Yunanistan'ı da arkasına alan Güney Kıbrıs Rum Yönetimi, yabancı şirketlerle anlaşma yaparak sondaj çalışmaları için sözde ruhsatlar verdi.
Tek taraflı adımlarla Kuzey Kıbrıs Türk Cumhuriyeti'nin ve Türkiye'nin kıta sahanlığındaki haklarını hiçe saydı.
Doğu Akdeniz'deki enerji dengeleri son dönemde yaşanan gelişmelerle yeni bir boyut kazandı.
Rum yönetimi, ilk hayal kırıklığını 10'uncu parseldeki sondaj projesini Nisan'da birkaç aylığına erteleme kararı alan ExxonMobil ile yaşadı.
FRANSIZ VE İTALYAN ŞİRKETLER FAALİYETLERİNİ DURDURDU
Ardından Fransız Total ve İtalyan ENI şirketinden oluşan konsorsiyum kesin olarak 6'ncı parseldeki faaliyetlerini durdurdu.
3 şirket de kararın gerekçesi olarak koronavirüs salgını ve enerji fiyatlarındaki düşüşü gösterdi.
Gelişmeler Rumlarda soğuk duş etkisi yaptı.

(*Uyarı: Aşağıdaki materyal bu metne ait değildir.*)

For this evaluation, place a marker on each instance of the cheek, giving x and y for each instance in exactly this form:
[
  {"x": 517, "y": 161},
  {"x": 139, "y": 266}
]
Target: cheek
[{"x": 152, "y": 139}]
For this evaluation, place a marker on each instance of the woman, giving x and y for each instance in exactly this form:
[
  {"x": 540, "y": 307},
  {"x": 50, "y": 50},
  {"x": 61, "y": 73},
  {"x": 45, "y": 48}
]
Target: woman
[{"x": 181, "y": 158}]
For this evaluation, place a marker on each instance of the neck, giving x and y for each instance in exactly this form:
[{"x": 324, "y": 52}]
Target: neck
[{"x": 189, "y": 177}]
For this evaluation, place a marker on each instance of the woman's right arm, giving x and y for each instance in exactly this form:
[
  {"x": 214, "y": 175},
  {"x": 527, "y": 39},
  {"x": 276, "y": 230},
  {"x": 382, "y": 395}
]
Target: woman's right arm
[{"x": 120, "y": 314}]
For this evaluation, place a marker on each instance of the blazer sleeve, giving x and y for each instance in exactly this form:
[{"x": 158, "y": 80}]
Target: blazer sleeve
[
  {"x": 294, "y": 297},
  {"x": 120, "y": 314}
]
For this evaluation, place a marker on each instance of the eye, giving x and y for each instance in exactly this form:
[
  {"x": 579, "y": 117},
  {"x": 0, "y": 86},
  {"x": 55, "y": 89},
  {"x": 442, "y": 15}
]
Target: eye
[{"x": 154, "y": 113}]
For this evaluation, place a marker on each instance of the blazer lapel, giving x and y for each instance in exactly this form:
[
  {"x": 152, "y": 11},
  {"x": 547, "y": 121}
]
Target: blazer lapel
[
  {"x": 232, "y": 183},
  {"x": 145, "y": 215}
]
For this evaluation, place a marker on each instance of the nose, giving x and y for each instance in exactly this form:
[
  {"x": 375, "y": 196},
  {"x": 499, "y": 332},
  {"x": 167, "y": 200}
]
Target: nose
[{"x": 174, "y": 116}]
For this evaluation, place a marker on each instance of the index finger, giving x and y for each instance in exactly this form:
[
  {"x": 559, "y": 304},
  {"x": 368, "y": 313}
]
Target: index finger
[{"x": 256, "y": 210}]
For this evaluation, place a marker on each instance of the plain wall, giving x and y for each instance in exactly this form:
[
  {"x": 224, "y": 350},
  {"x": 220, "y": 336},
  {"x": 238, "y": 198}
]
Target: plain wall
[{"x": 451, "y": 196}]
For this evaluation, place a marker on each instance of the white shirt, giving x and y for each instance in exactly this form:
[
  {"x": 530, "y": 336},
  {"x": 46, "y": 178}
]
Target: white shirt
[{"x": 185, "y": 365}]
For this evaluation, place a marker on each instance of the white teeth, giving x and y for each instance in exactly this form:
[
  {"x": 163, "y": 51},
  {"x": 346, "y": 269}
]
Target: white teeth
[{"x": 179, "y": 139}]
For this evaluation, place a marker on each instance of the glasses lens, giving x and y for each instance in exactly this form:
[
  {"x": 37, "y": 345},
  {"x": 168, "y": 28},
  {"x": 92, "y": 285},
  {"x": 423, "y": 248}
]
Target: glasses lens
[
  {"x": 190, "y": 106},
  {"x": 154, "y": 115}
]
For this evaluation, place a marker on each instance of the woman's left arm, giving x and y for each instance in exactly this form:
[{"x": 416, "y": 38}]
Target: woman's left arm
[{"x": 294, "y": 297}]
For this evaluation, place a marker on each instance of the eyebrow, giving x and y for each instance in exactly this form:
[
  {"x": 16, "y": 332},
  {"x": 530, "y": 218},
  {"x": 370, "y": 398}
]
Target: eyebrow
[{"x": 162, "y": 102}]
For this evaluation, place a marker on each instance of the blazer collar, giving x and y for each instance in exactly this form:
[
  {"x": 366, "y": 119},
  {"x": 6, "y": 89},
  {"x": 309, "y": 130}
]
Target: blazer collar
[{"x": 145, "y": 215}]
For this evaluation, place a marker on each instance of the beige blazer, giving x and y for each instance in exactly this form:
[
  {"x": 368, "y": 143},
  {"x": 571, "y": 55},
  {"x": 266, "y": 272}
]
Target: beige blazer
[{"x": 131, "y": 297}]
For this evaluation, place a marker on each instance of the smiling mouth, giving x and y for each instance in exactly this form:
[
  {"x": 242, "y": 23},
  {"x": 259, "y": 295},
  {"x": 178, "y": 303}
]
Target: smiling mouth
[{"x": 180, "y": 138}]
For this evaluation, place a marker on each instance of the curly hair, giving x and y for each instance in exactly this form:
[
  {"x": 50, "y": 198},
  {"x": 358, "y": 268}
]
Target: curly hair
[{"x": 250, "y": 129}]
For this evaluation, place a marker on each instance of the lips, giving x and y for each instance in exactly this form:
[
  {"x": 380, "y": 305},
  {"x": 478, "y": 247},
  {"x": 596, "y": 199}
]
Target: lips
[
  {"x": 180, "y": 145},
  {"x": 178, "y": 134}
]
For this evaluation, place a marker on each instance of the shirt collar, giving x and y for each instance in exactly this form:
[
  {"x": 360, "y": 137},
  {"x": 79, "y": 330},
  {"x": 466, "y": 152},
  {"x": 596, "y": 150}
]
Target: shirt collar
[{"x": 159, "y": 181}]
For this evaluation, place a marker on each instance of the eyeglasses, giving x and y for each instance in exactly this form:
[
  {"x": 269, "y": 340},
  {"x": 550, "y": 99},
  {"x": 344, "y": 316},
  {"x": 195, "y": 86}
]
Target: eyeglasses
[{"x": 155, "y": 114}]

Rum yönetimi Enerji Komitesi Başkanı Andreas Kiprianu sondaj faaliyetlerinin en iyimser tahminle 2021 yılının Eylül ayına kadar erteleneceğini açıkladı.
Uzmanlar, petrol fiyatlarındaki düşüşün devam etmesi halinde bu sürenin daha da uzayabileceğini belirtiyor.
Şirketler sondaj faaliyetlerini durdurmalarına enerji fiyatlarındaki düşüşü gerekçe gösterse de Türkiye'nin bölgedeki kararlı tutumu, bu tek yanlı faaliyetlerin daha fazla sürdürülemeyeceğinin en önemli göstergesiydi.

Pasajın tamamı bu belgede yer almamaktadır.